Last Sunday’s lessons pointed to the importance of distinguishing between what Paul calls the elemental spirits of the universe and the spirit of Christ. The elemental spirits are those that are ultimately grounded in what he calls a philosophy of empty deceit. In today’s lessons the substance of that philosophy of empty deceit is identified both by Paul and by Jesus with greed. Now what is greed? It is something that we religious folk love to hate. When Gordon Gecko in the movie “Wall Street” extolled to his financial workers that “Greed is good” it was easy to mock him and to point out the obvious truth that religious morality does not condone greed. Rhetorically beating up on greed is one of the easiest tasks Christians face. But I sometimes wonder why, if greed is so obviously wrong, both why it is wrong and why the religious voice has so little real traction in diminishing the greed that abounds in our society and even in our own lives? Why is greed so intractable? Certainly greed is something from which none of us is exempt. It is so powerful a motivation that some, like Gordon Gecko and some political philosophers, have made it the reigning philosophy of their lives, the essential motivating force behind all our decisions and basic life choices.

At one level we all know greed in its mundane and often trivial forms and we all succumb to it at one time or another. I want the largest piece of pizza remaining in the box: I desire an automobile that is classier than anyone else’s. In each of these cases, however, I don’t really need what my greed wants or desires. Greed makes us want more than we really need in order to live a healthy and satisfying life. Notice I’ve said want and desire when referring to greed: not need. What we actually and truly need is what is essential to living lives that are ultimately fulfilling in relation to God and to other persons; that help us to realize all the gifts that God has given us, and that allow those gifts to flourish in ways that are appropriate for our particular personality. We don’t all have the same gifts and the flourishing of our personalities will differ from one unique individual to another. God did not make us by a cookie cutter from which each cookie comes out looking identical to all the others. Differences, healthy differentiation between one person and another, are what make our lives exciting and rewarding. But differences, when exploited by cunning and the philosophy of empty deceit, can also become the basis for greed. When I see someone else living, at least on the surface, with “stuff” that I don’t have, I am tempted to become resentful, to want what he or she has so that I can become fuller than they.

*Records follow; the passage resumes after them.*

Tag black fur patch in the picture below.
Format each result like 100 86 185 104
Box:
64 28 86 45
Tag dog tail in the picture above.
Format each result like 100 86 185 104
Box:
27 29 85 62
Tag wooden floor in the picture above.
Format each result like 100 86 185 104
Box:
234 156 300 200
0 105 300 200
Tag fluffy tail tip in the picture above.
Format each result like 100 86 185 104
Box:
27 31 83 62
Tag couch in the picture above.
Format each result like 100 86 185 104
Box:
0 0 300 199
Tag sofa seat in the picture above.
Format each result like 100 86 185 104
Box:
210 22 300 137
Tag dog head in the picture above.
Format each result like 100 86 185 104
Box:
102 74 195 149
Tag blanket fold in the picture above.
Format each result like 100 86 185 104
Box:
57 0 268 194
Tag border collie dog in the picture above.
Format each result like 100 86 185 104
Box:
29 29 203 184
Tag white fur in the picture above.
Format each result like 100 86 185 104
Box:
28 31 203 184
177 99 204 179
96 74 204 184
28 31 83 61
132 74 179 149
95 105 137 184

            What lies behind this desire for what others have? Basically it is fear: fear that I have not acquired enough stuff to defend myself against those ‘others’ out there who have more than I do and who might take away from me what I already am desperately clinging to. Then we project onto others the same fear and greed that we feel toward them. Greed arises from a psychology of perceived deprivation. Greed encourages us to believe that we don’t have enough to be truly happy and that there is only a limited amount of what is out there and that we’d better get our share now as quickly as possible and by whatever means necessary including deceit and immorality. In this sense greed thrives in an atmosphere of fundamental distrust: we simply do not trust that God will fill us with all things needful. Greed and a lack of trust in God go hand in hand. The more we fear being left on our own, the more room greed has to get a foothold in our psyches, promising us that the more we have the more protected we are from deprivation at the hands of others. Of course the feeling of deprivation is relative and greed exploits the virtually infinite number of things greed encourages us to possess. We want more of everything that money and advantage and privilege can buy. But what amount of income is enough, what size or number of houses is enough, what number of cars is enough, how many clothes, how much property, how many vacations, will satisfy greed? The answer is that no amount of things will ever fill the desires greed convinces us we must assuage because greed is insatiable.

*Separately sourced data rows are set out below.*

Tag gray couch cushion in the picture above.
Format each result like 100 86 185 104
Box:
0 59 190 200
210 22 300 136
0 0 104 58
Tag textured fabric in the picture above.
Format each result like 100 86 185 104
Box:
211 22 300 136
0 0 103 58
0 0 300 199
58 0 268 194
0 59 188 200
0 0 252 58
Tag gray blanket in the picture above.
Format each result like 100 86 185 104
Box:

            Now at some level we all know these truths: we know, in some deep part of our being and consciousness, that no amount of goods or material possessions will bring us the kind of satisfaction and fulfillment that love, family, friendship, and generous participation in a community of others brings. It has become for many people a kind of rhetorical overkill to continue harping on the elemental fact that as Jesus says in the gospel, “one's life does not consist in the abundance of possessions."  And yet we see all around us and even in our own lives to various degrees, the continual allure of gaining an over-abundance of possessions. Surely all those people who accumulate needless McMansions, or squander their moral credibility by succumbing to corruption and venality in the financial and political worlds, know that their success in accumulating possessions will not bring them ultimate happiness. It doesn’t take a degree in psychology or the fullness of a lifetime to have experienced the emptiness of a life lived solely in the pursuit of more and more possessions. We know in our bones that wealth cannot protect us from the failure of love, or tragic accident, or the death of a loved one and even the greediest people know this fundamental truth. Perhaps their inner knowledge of this truth leads them to double-down on their pursuit of trivial possessions because they will do anything to hide the truth from themselves.  

            And this creates a great quandary for our religious faith in the world today. How do we exercise a mission to the world to get it to recognize what at heart it already knows is the futility of the greed-driven life? To be sure there are some so-called philosophers who are brazen enough to extoll greed as the driving force for life because it drives the market and the market is that to which we must sacrifice all our most important life decisions. But such philosophers, I believe, are a clear minority in our society. Even those who publically espouse the virtues of greed and the evanescent pleasures of surrounding themselves with the best stuff money can buy, do know that this stuff will not bring inner tranquility or a sense of ultimate fulfillment. They know that the superficial life greed enables is as hollow as the houses they purchase simple to resell for a higher price.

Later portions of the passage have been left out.